I mean Nvidia were just sitting there waiting for 48xx to launch and suddenly went, oh crap, we COULD have had stock but we...uh...forgot to make any cards.

Oooopsie, sorry folks. Yeah, we suck at making good business choices.

Somehow I don't think that's the case. Nvidia's hand was forced and they had to launch GTX 2xx far sooner than they would have liked.

To just sit on GTX 2xx would have just been bad business practice when they could have been making money for 1-3 months (according to you) off people upgrading from 8800 GTX and 9800 GTX with absolutely no competition from ATI. Not only that they could have been raking in the money selling them with NO competition at their original high prices. 650 for a GTX 280? With no competition? Oh yeah...

Instead, GTX 2xx had to launch similar to 48xx and got slaughtered in sales.

In fact, looking at things realistically, everything "screams" (as you put it) that Nvidia was caught with its pants down.

That they were able to respond so quickly with price cuts in order to stem the losses speaks of Nvidia's business prowess at making the best of a bad situation.

And by doing so they still couldn't move GTX 2xx in anywhere near the numbers of 48xx. Thankfully they had G92 to stem the losses of marketshare to 4850.

Regards,
SB
 
What benchmark, or game being benchmarked, has 32-bit uncompressed texture operations?

Jawed

Anything which does post processing likely does, not that the driver could do a format change on you to make that faster. Also if you had a texture as a lookup table into a texture atlas (I think the older DICE presentation had an example of this in a shipped title). There are other examples. Adjusting texture format from uncompressed to compressed can in cases be really really bad.
 
SB, that's been a disingenuous comparison from day one. Regardless of whether or not Nvidia was caught by surprise by 48xx, those cards started off in price territory where Nvidia never meant to go with GT200. So you're incorrectly bundling in sales there of the 4850's for example for which the rightful comparison should be G92.
 
SB, that's been a disingenuous comparison from day one. Regardless of whether or not Nvidia was caught by surprise by 48xx, those cards started off in price territory where Nvidia never meant to go with GT200. So you're incorrectly bundling in sales there of the 4850's for example for which the rightful comparison should be G92.

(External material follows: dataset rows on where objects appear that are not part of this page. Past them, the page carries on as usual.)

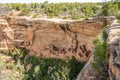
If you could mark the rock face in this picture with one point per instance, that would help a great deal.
(114, 55)
(51, 39)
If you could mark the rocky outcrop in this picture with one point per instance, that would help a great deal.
(114, 51)
(51, 39)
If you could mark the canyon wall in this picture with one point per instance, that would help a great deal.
(51, 39)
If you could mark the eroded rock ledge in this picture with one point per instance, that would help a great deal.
(51, 39)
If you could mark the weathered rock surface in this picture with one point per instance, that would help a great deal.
(51, 39)
(114, 53)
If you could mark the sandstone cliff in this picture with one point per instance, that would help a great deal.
(52, 39)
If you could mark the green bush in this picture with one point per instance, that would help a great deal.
(100, 52)
(45, 68)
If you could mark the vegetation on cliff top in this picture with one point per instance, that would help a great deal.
(26, 67)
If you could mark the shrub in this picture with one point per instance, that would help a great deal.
(100, 52)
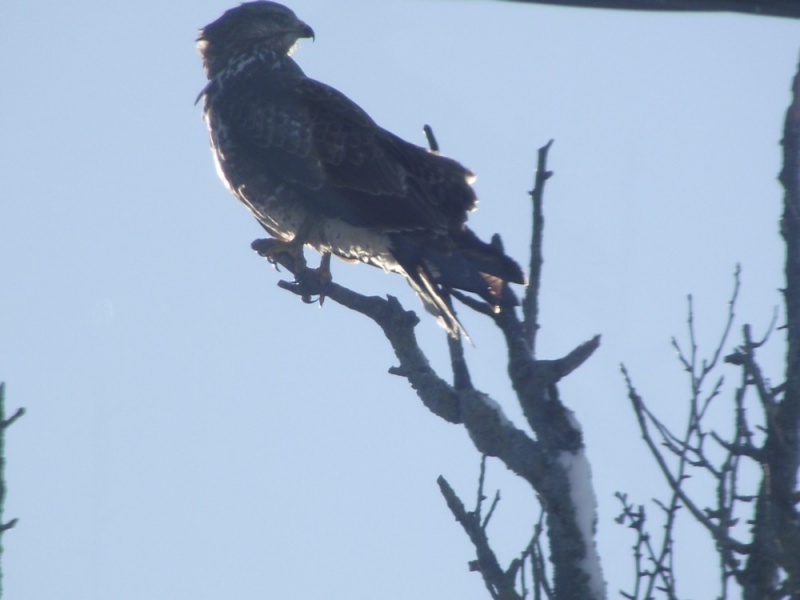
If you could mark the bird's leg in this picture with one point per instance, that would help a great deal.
(313, 282)
(310, 282)
(289, 254)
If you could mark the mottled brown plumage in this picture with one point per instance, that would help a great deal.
(315, 169)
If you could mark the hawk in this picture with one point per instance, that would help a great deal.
(315, 170)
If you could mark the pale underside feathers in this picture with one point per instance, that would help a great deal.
(316, 170)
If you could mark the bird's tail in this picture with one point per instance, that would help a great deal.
(464, 262)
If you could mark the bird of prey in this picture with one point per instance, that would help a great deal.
(315, 170)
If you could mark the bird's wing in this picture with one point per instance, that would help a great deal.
(313, 137)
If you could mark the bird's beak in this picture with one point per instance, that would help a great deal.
(304, 30)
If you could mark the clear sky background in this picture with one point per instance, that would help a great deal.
(195, 432)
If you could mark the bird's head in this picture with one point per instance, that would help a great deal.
(259, 24)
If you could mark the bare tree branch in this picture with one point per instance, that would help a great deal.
(530, 303)
(773, 8)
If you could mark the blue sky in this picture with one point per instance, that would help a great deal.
(194, 431)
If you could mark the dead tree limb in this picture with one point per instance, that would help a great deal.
(769, 8)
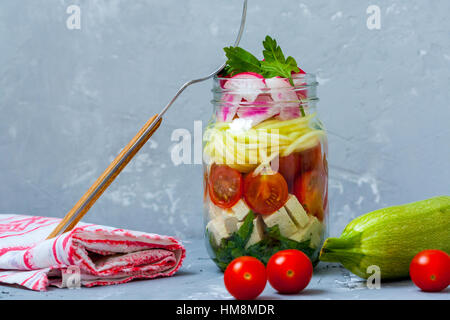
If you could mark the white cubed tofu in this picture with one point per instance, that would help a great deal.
(315, 240)
(257, 233)
(222, 227)
(296, 211)
(313, 228)
(282, 219)
(214, 211)
(240, 210)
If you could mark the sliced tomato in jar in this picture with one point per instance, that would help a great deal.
(288, 167)
(309, 189)
(225, 186)
(265, 193)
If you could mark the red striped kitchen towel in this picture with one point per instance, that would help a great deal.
(103, 255)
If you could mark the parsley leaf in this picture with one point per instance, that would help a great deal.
(240, 60)
(275, 64)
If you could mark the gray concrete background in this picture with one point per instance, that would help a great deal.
(71, 99)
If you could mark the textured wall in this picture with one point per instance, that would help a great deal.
(70, 99)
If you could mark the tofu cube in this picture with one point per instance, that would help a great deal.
(282, 219)
(222, 227)
(296, 211)
(240, 210)
(315, 240)
(257, 233)
(214, 211)
(313, 228)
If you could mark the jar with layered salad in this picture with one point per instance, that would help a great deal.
(265, 168)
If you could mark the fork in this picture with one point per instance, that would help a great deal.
(124, 157)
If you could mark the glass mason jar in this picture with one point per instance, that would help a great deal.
(265, 169)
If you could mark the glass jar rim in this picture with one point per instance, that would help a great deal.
(310, 79)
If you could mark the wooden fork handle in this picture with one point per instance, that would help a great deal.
(102, 183)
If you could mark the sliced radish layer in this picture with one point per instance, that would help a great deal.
(287, 113)
(257, 114)
(281, 90)
(227, 110)
(247, 85)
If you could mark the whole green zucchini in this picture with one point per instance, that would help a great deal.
(389, 238)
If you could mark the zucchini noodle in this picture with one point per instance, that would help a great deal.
(257, 147)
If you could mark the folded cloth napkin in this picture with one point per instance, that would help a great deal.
(103, 255)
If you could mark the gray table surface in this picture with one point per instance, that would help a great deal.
(199, 278)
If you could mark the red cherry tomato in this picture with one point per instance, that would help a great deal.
(430, 270)
(289, 167)
(245, 278)
(225, 186)
(289, 271)
(310, 191)
(265, 193)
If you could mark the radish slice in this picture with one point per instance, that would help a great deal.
(302, 94)
(284, 94)
(227, 110)
(247, 85)
(257, 114)
(282, 91)
(287, 113)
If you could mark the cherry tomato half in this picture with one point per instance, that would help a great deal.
(289, 166)
(245, 278)
(265, 193)
(430, 270)
(310, 190)
(289, 271)
(225, 186)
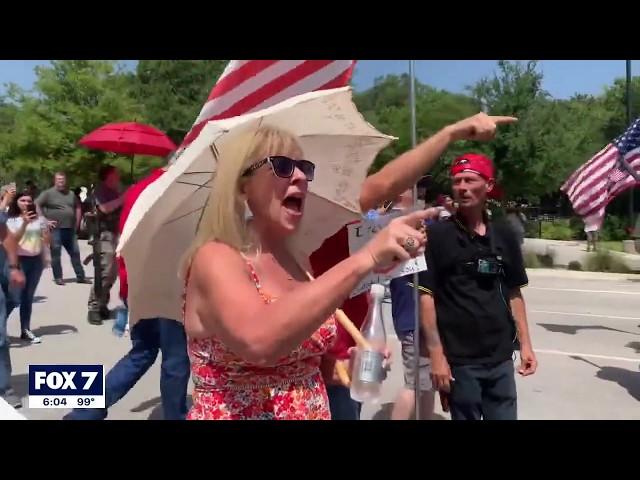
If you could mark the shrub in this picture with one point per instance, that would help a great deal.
(531, 260)
(546, 260)
(614, 228)
(559, 230)
(604, 261)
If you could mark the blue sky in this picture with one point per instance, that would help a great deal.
(562, 79)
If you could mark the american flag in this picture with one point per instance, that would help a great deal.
(606, 175)
(249, 85)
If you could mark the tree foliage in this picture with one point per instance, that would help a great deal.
(172, 92)
(39, 129)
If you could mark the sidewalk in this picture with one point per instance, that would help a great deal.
(565, 252)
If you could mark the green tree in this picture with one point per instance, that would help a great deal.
(386, 106)
(615, 102)
(70, 99)
(552, 137)
(172, 92)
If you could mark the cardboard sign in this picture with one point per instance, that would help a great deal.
(360, 233)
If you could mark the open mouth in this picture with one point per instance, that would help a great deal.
(293, 204)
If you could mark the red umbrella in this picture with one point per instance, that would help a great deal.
(129, 138)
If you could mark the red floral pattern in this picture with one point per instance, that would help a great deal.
(230, 388)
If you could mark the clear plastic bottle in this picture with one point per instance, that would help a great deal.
(368, 367)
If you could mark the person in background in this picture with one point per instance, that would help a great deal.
(61, 208)
(446, 207)
(403, 313)
(108, 200)
(472, 309)
(31, 189)
(11, 277)
(516, 219)
(389, 182)
(257, 327)
(592, 237)
(148, 337)
(32, 235)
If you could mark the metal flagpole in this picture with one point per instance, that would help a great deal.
(416, 295)
(629, 119)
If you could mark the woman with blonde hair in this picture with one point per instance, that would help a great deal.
(257, 327)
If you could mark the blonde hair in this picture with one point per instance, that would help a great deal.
(223, 218)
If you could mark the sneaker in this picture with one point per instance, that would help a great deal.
(105, 313)
(94, 318)
(12, 399)
(29, 336)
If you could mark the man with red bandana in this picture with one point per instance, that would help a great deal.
(471, 307)
(389, 182)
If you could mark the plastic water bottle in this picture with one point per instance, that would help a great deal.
(368, 367)
(121, 322)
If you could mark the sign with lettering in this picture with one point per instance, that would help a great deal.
(360, 233)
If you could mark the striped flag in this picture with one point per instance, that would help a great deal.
(249, 85)
(613, 170)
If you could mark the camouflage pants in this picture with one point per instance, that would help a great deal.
(107, 254)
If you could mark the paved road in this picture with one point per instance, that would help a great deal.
(585, 328)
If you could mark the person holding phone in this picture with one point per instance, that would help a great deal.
(7, 196)
(31, 233)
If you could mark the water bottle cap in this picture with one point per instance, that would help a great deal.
(377, 291)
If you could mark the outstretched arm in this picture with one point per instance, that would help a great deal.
(403, 172)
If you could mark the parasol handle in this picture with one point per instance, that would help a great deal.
(347, 324)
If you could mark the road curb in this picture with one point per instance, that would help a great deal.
(560, 273)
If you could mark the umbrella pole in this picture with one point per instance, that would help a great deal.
(416, 281)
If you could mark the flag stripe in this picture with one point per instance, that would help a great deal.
(269, 90)
(586, 202)
(234, 78)
(244, 87)
(597, 180)
(249, 85)
(309, 83)
(605, 176)
(590, 167)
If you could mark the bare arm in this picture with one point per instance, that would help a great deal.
(430, 325)
(229, 307)
(7, 198)
(440, 370)
(519, 311)
(18, 234)
(403, 172)
(10, 244)
(528, 361)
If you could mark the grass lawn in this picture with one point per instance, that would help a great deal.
(615, 246)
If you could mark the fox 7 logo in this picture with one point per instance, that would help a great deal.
(66, 380)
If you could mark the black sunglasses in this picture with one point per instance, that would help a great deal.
(284, 167)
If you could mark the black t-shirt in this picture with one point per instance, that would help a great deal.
(473, 313)
(108, 221)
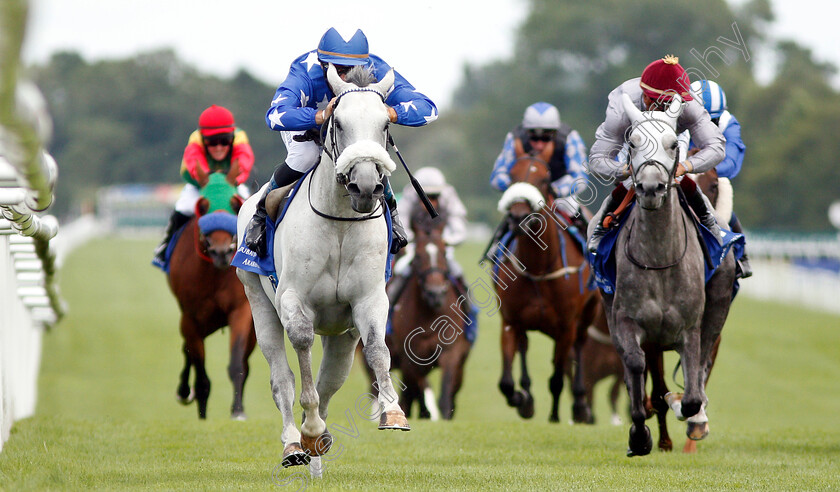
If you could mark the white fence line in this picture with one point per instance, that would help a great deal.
(787, 270)
(29, 299)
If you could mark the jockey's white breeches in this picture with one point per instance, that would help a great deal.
(300, 156)
(190, 195)
(403, 265)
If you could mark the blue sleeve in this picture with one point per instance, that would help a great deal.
(500, 177)
(294, 104)
(575, 158)
(730, 166)
(412, 107)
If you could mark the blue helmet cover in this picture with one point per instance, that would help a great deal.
(334, 49)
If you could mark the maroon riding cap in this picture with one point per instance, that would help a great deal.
(665, 77)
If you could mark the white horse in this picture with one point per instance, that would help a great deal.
(330, 256)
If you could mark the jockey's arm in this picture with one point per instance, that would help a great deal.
(574, 157)
(411, 107)
(609, 140)
(705, 135)
(500, 177)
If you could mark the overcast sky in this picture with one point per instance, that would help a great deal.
(428, 41)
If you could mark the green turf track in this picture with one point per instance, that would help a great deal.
(107, 416)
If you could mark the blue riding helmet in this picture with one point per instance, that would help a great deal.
(712, 96)
(334, 49)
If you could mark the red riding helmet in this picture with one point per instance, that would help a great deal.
(215, 120)
(665, 77)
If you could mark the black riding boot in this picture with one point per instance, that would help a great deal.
(608, 207)
(399, 239)
(702, 208)
(744, 262)
(255, 238)
(176, 220)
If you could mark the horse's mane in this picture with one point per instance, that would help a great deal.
(361, 75)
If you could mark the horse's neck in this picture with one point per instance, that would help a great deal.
(540, 254)
(662, 228)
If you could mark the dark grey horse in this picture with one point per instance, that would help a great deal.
(660, 300)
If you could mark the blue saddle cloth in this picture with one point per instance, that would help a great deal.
(169, 249)
(603, 261)
(249, 261)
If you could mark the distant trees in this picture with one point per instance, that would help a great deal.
(128, 120)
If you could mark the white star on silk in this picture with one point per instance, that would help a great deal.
(311, 60)
(408, 105)
(276, 119)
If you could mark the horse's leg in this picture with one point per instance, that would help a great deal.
(625, 337)
(526, 408)
(506, 384)
(301, 332)
(656, 368)
(335, 367)
(242, 341)
(269, 334)
(194, 348)
(185, 394)
(452, 367)
(369, 317)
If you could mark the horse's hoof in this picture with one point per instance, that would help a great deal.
(317, 446)
(674, 400)
(294, 455)
(697, 431)
(526, 407)
(185, 400)
(640, 443)
(393, 420)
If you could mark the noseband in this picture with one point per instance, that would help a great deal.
(334, 154)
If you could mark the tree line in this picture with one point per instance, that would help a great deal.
(127, 121)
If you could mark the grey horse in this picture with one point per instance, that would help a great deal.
(661, 301)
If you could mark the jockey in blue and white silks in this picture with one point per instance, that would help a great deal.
(304, 101)
(540, 128)
(714, 100)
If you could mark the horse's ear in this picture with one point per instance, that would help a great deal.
(202, 206)
(338, 86)
(518, 149)
(384, 85)
(236, 203)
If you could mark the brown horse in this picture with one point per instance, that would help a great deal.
(708, 182)
(541, 288)
(599, 360)
(428, 321)
(210, 297)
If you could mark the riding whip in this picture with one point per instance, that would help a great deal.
(419, 189)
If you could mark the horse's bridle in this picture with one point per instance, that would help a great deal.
(334, 154)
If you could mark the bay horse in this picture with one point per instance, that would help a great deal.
(210, 296)
(661, 300)
(427, 332)
(542, 287)
(329, 254)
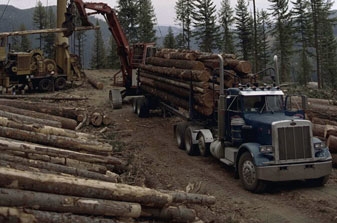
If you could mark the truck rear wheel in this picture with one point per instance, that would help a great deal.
(248, 174)
(191, 148)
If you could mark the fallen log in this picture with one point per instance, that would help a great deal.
(65, 122)
(58, 168)
(332, 143)
(30, 120)
(33, 216)
(318, 130)
(182, 64)
(44, 108)
(8, 144)
(69, 204)
(57, 141)
(74, 186)
(183, 74)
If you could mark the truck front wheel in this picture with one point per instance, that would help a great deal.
(248, 175)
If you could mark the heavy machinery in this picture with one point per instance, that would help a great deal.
(130, 56)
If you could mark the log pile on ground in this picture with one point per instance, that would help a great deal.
(172, 73)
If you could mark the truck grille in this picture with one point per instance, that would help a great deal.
(294, 143)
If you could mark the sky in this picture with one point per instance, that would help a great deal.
(164, 8)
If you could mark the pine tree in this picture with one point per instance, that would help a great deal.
(98, 58)
(184, 10)
(243, 29)
(169, 41)
(226, 19)
(50, 38)
(113, 58)
(282, 31)
(303, 37)
(39, 19)
(206, 31)
(146, 18)
(127, 15)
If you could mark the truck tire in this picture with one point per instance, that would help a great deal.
(203, 146)
(191, 148)
(248, 175)
(179, 134)
(142, 108)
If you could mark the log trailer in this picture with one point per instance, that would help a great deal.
(252, 129)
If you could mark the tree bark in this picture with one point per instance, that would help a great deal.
(57, 141)
(73, 186)
(58, 168)
(30, 120)
(182, 74)
(182, 64)
(65, 122)
(33, 216)
(70, 204)
(94, 82)
(12, 145)
(44, 108)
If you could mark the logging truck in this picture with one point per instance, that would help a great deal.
(254, 129)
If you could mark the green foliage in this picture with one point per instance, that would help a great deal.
(146, 19)
(39, 19)
(206, 31)
(244, 31)
(184, 10)
(282, 32)
(226, 19)
(98, 58)
(169, 41)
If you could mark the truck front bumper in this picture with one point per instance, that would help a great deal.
(287, 172)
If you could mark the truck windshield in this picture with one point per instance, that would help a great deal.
(269, 103)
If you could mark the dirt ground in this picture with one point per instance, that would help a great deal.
(157, 162)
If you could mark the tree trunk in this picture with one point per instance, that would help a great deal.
(318, 130)
(65, 122)
(73, 186)
(58, 168)
(12, 145)
(70, 204)
(44, 108)
(57, 141)
(182, 64)
(33, 216)
(182, 74)
(30, 120)
(94, 82)
(332, 143)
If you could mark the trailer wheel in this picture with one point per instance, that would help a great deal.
(248, 175)
(191, 148)
(142, 108)
(45, 85)
(203, 146)
(60, 83)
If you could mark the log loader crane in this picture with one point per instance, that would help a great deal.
(130, 56)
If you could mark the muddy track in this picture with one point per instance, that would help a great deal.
(166, 167)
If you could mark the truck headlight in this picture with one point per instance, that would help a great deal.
(267, 149)
(319, 145)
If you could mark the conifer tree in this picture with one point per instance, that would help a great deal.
(184, 10)
(169, 41)
(206, 31)
(39, 19)
(282, 32)
(127, 14)
(226, 19)
(98, 58)
(146, 19)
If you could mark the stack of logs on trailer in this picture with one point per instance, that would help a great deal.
(323, 115)
(171, 74)
(50, 172)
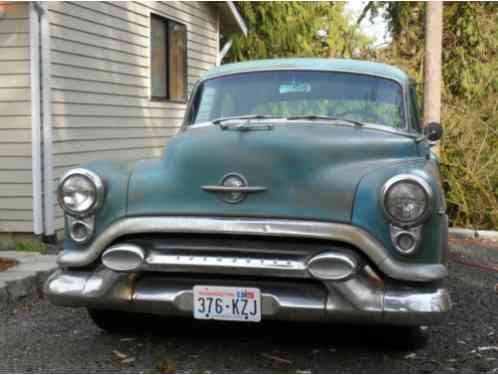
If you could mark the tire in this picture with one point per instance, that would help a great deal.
(115, 321)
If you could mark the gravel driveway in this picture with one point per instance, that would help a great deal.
(38, 337)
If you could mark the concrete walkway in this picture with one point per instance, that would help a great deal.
(27, 277)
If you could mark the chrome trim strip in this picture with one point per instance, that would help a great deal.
(123, 257)
(229, 189)
(357, 299)
(233, 265)
(355, 236)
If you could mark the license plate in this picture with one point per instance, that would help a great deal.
(227, 303)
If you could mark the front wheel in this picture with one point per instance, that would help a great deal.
(115, 321)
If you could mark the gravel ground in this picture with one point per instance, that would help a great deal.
(38, 337)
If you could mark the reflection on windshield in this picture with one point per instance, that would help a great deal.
(354, 97)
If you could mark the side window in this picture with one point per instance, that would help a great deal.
(168, 55)
(415, 113)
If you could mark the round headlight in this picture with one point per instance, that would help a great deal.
(406, 199)
(80, 192)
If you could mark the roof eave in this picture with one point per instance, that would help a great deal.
(230, 17)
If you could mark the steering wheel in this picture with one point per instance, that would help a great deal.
(366, 115)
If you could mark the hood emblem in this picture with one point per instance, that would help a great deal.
(233, 188)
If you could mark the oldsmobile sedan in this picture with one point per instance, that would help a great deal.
(296, 189)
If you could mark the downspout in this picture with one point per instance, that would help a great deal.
(36, 166)
(48, 168)
(224, 51)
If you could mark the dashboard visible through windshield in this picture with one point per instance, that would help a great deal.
(295, 93)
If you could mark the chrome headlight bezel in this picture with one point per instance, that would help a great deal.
(414, 179)
(94, 179)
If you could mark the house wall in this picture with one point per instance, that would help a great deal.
(101, 79)
(16, 202)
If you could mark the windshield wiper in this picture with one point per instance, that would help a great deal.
(246, 125)
(326, 118)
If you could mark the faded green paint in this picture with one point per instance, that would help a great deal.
(337, 65)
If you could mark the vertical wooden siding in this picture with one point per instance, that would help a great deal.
(15, 120)
(100, 78)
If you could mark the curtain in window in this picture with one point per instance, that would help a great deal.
(177, 61)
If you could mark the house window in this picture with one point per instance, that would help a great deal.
(168, 60)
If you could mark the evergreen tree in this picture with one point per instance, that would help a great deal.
(296, 29)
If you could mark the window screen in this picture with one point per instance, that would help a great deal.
(168, 60)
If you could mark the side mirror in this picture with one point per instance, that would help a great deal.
(433, 131)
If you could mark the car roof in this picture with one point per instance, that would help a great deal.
(338, 65)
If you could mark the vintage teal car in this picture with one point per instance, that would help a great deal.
(296, 189)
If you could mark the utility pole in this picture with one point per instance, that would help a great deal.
(432, 65)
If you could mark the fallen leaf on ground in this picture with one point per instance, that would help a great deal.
(167, 367)
(278, 359)
(119, 354)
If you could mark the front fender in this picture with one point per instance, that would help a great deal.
(115, 176)
(368, 213)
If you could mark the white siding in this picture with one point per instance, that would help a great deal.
(15, 120)
(100, 78)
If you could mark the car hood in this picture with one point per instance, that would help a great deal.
(310, 170)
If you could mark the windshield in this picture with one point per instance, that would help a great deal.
(349, 96)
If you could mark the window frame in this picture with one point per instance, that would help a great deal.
(167, 23)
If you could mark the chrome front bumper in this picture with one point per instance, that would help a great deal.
(361, 298)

Either way you want to look it, 48xx basically castrated sales of GTX 2xx at launch.

Going back to the comment I was replying to, I'm sure Nvidia would have been much happier with sales of GTX 280 and GTX 260 at their original launch prices from owners of 8800 GTX and 9800 GTX upgrading.

As it was, rather than moving to GTX 2xx, they instead moved to 48xx until GTX 2xx prices were reduced to be competitive. And even then didn't sell all that well in comparison.

All of which points to the extreme unlikelyhood that Nvidia were sitting there ready to launch GTX 2xx for 1-3 months but decided not to.

There is absolutely no business plan where doing that would have been more profitable than launching GTX 2xx as soon as was possible with decent supply.

Even if 48xx had turned out to be a relative turd following in the path of R600 or just plain not very competitive ala Rv670, they still would have made significantly more sales by releasing GTX 2xx as soon as possible with decent supply.

As it was, it turns out it was launched at a bad time (against 4870) at a bad price (vs. 4870) with bad supply (which would have been FAR worse if 4870 hadn't launched).

Regards,
SB
 
Yeah I wasn't commenting on that other discussion you guys were having. I presume Nvidia released GT2xx as fast as they could since there's no evidence to the contrary. But I don't think there was much overlap between GT2xx and HD4870 in either price or performance for a while after they launched.
 
Not sure why you hate on this approach so much.
Because currently, it's more marketing than useful?

If it's a half-way step to providing a super-efficient ALU design whose performance is substantially like MIMD instead of SIMD then it'll turn out to have been really cool. In the meantime it's just something else that bloats the chip.

I'm still in search of any demonstration of a performance benefit here, particularly because in theory the one useful bit of NVidia's design is the relatively small warp size of 32.

I'm actually in the middle of a discussion, off forum, with someone who's running an application on both. It appears that dynamic branching is giving GTX280 a 34% performance benefit - but the application is heavily bandwidth bound so it might only be an 11% benefit accruing from dynamic branching. I'm trying to get an idea of the quality of optimisation on both platforms.

One thing is definitely clear, AMD's toolset in this environment is comparatively immature and obstructive.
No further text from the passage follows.